Onderwerp van gesprek was niet alleen de vraag of de markten beweeglijker zijn geworden en waardoor dat zou komen, maar ook de vraag hoe je daar als (particuliere) belegger mee om zou moeten gaan. We treffen elkaar bij het kantoor van Optimix in Amsterdam. De extreme ontwikkelingen hebben geen merkbare invloed op het enthousiasme van de gespreksdeelnemers om over hun vakgebied te praten. Hieronder de neerslag van de discussie.

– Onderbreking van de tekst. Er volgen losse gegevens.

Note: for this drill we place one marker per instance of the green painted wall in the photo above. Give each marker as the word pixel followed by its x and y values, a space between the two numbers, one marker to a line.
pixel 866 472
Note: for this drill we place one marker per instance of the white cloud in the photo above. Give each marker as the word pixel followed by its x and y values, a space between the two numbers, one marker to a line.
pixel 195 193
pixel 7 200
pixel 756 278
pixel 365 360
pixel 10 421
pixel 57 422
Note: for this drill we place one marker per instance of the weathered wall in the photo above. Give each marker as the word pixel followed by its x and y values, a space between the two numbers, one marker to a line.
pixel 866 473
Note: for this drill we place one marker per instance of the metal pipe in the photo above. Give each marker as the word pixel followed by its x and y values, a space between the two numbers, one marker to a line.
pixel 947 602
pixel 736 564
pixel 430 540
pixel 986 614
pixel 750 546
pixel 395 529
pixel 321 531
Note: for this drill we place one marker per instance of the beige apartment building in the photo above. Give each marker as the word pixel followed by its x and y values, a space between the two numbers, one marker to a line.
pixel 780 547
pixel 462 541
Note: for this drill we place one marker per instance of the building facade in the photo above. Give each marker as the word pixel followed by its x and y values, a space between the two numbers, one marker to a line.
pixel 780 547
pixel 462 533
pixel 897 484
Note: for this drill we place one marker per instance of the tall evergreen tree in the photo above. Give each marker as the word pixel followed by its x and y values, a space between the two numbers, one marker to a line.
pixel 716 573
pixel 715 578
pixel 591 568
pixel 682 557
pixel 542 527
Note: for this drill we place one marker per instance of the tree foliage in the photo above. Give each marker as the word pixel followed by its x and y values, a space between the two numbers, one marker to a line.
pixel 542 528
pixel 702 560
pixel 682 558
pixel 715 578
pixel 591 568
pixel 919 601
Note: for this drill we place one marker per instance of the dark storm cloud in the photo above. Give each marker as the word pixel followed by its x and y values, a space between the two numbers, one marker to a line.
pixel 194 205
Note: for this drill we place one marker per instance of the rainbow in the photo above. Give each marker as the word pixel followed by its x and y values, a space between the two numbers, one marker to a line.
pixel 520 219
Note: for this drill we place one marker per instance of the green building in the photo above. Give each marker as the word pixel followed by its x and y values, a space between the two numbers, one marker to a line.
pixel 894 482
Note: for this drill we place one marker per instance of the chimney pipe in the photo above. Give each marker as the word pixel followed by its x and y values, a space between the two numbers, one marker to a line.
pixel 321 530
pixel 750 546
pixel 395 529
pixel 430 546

De indruk bestaat dat markten beweeglijker en onvoorspelbaarder zijn geworden. Als je kijkt naar de grafiek uit een artikel van Steenbeek c.s. ontstaat de indruk dat de markten in elk geval de laatste jaren beweeglijker zijn geweest.1
Ik denk dat er sprake is van verschillende ontwikkelingen die elkaar versterken, zo stelt De Vries. Ga in gedachten nu eens terug naar de jaren vijftig of zestig. De wereld zag er toen ook helemaal niet zo rustig uit als we nu veertig jaar later denken dat hij toen was. De wereldeconomie moest nog herstellen van de Tweede Wereldoorlog en dat herstel verliep moeizaam en ging met veel onzekerheid gepaard. We zijn nu erg bang voor terrorisme, maar tot ver in de jaren zeventig is er voortdurend sprake geweest van een reële oorlogsdreiging. De grootmachten waren in staat en bereid om een vernietigingsoorlog te voeren. Denk maar eens aan de Cubacrisis, de oorlogen in Korea en Vietnam en de Russische invallen in Hongarije en Tsjechië. Pas in 1989 was de koude oorlog definitief voorbij. De financiële markten maakten toen ook extreme ontwikkelingen door. Wie herinnert zich nog de stijgende inflatie, oliecrises en een rente die begin jaren tachtig op 13% stond? De periode vanaf 1980 tot aan 2000 kenmerkten zich door een vrij hoge mate van stabiliteit. De rente en inflatie daalden en de aandelenkoersen stegen.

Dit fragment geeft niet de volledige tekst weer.